Selon les estimations du Fonds pour l’enfance Unicef, dans le monde ce sont deux millions d’enfants mineurs qui travaillent de force dans l’industrie du sexe. D’après les indications de l’organisation suisse en faveur des droits humains Terre des Hommes, 6000 jeunes d’Europe de l’Est, âgés de 12 à 16 ans, sont vendus chaque année à des fins de prostitution. Iana Matei se heurte souvent à la police qui ne veut pas reconnaître le destin tragique de ces jeunes. « C’est facile de mettre la faute sur les victimes. Mais ces filles subissent des crimes abominables. Elles sont forcées à se prostituer. Elles sont encore des enfants! »

Les filles arrivent jusqu’à elle par différentes voies. Nombre d’entre elles lui sont amenées par des policiers de toute la Roumanie, d’autres par des organisations. Après les avoir arrachées à la prostitution, Iana Matei installe les victimes dans une maison-refuge qui accueille des femmes, où elles apprennent à faire la cuisine, nettoyer et gérer leur argent. Quelques-unes vont ensuite à l’école, d’autres ont un travail régulier.

Le travail de Iana Matei, née en Transylvanie, est à haut risque, de sorte qu’elle vit dans un lieu inconnu, dans la ville de Piteşti. « Je dois parfois enlever quelqu’un », explique-t-elle dans Reader’s Digest. Le cas suivant montre le danger inhérent à son travail: plusieurs hommes voulaient pénétrer dans la maison-refuge des jeunes femmes qu’elle a délivrées. Iana bloqua courageusement la voiture des proxénètes en enfonçant la portière de celle-ci avec sa propre voiture et les mit en fuite.

L’actuel travail de Iana Matei colle à son curriculum. Lors de l’exécution du dictateur roumain Nicolae Ceauşescu, en 1989, elle prit part à une manifestation ; recherchée par la police, elle s’enfuit en Yougoslavie avec son fils de deux ans.
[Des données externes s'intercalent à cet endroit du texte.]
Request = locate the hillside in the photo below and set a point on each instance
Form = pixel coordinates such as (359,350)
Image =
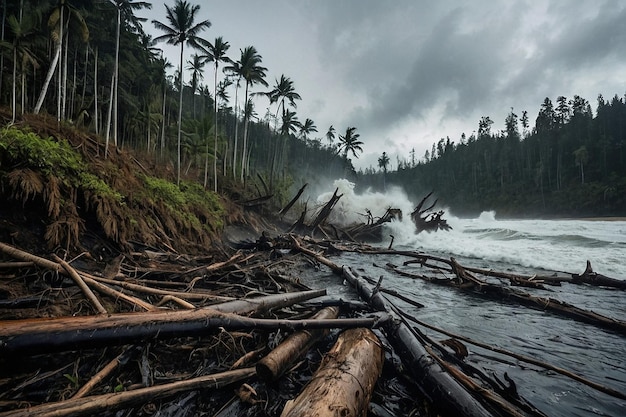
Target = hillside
(59,191)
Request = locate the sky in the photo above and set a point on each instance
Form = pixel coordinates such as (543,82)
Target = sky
(407,73)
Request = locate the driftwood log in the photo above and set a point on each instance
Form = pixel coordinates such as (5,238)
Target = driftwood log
(343,384)
(272,366)
(29,336)
(99,404)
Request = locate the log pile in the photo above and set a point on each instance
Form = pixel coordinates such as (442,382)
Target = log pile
(243,335)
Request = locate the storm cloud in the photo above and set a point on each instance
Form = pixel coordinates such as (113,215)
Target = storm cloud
(406,73)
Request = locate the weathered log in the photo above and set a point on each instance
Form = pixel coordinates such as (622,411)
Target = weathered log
(446,394)
(50,334)
(326,210)
(121,359)
(99,404)
(81,284)
(272,366)
(293,200)
(527,359)
(593,278)
(343,384)
(20,337)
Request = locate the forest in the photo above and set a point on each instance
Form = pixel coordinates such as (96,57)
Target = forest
(90,64)
(571,163)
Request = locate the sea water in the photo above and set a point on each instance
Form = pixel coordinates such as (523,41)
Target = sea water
(516,246)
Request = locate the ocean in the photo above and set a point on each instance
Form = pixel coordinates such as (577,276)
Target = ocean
(528,247)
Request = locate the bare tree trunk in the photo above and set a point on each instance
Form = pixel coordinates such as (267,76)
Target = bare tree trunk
(100,404)
(46,83)
(292,348)
(344,383)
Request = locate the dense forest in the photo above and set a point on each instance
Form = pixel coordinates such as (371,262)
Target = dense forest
(570,164)
(91,64)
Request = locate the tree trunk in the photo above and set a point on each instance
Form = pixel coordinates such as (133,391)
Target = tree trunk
(271,367)
(344,383)
(32,336)
(106,403)
(46,83)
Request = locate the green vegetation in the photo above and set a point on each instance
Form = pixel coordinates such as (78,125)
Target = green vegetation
(572,163)
(116,87)
(51,171)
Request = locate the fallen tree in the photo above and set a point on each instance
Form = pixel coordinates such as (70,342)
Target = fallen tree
(344,382)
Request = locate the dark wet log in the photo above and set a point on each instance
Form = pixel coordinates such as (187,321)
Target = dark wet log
(27,257)
(100,404)
(293,201)
(68,333)
(103,373)
(81,284)
(326,210)
(533,281)
(527,359)
(333,266)
(255,202)
(22,337)
(593,278)
(446,394)
(272,366)
(343,384)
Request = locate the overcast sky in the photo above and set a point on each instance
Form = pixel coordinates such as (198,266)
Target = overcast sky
(407,73)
Elle travailla comme interprète pour l’Organisation d’aide aux réfugiés des Nations Unies, puis émigra en Australie où elle gagna sa vie comme comptable pour une entreprise de bus. En parallèle, elle faisait la cuisine pour les enfants des rues ; elle créa alors l’organisation Reaching Out. Lorsqu’elle retourna dans son pays en 1998, en voyant les enfants des rues vivre dans les égouts, elle décida de rester et d’aider.

A Bucarest et Piteşti, elle travailla dans des foyers d’accueil pour les enfants des rues et rechercha des volontaires qui accueillirent les enfants et s’en occupèrent. Mais Iana Matei se rendit bientôt compte qu’il lui fallait étendre son activité, car la détresse des jeunes femmes était immense. Elle fit alors de Reaching Out une organisation non gouvernementale juridiquement reconnue, loua un appartement pour ses protégées grâce à un don de 300 dollars. Le budget annuel est désormais couvert à hauteur de 55.000 euros par l’organisation américaine d’obédience chrétienne Make Way Partners. « Dieu nous envoie sur la Terre pour prendre soin de l’Autre. C’est ce qui me motive », précise Iana Matei.

Le travail de cette pionnière est désormais reconnu bien au-delà des frontières de son pays. Iana Matei collabore avec des autorités internationales telles que l’Office des Nations Unies contre la drogue et le crime, elle informe le gouvernement américain de la situation en Roumanie et conseille l’OTAN dans sa lutte contre la prostitution forcée. A la lumière de cet engagement, le Ministère américain des Affaires étrangères a nommé Iana Matei, en 2006, « Héroïne de l’année ». Une année plus tard, la Chambre des lords du Royaume-Uni lui décernait l’ « Abolitionist Award ». Et elle reçoit aujourd’hui le titre honorifique d’ « Européenne de l’année 2010 » décerné par Reader’s Digest.

Pour Iana Matei, cette distinction est un stimulant bienvenu, d’autant plus que le flux des victimes de la prostitution forcée et du trafic d’êtres humains ne cesse pas. « Je souhaite travailler jusqu’à 100 ans, ensuite je profiterai de la vie », dit-elle en ajoutant: « Je parcourrai alors la région en Harley Davidson! »

Les détenteurs des années précédentes

Les personnalités suivantes précédèrent Joachim Franz comme « Européen de l’année ».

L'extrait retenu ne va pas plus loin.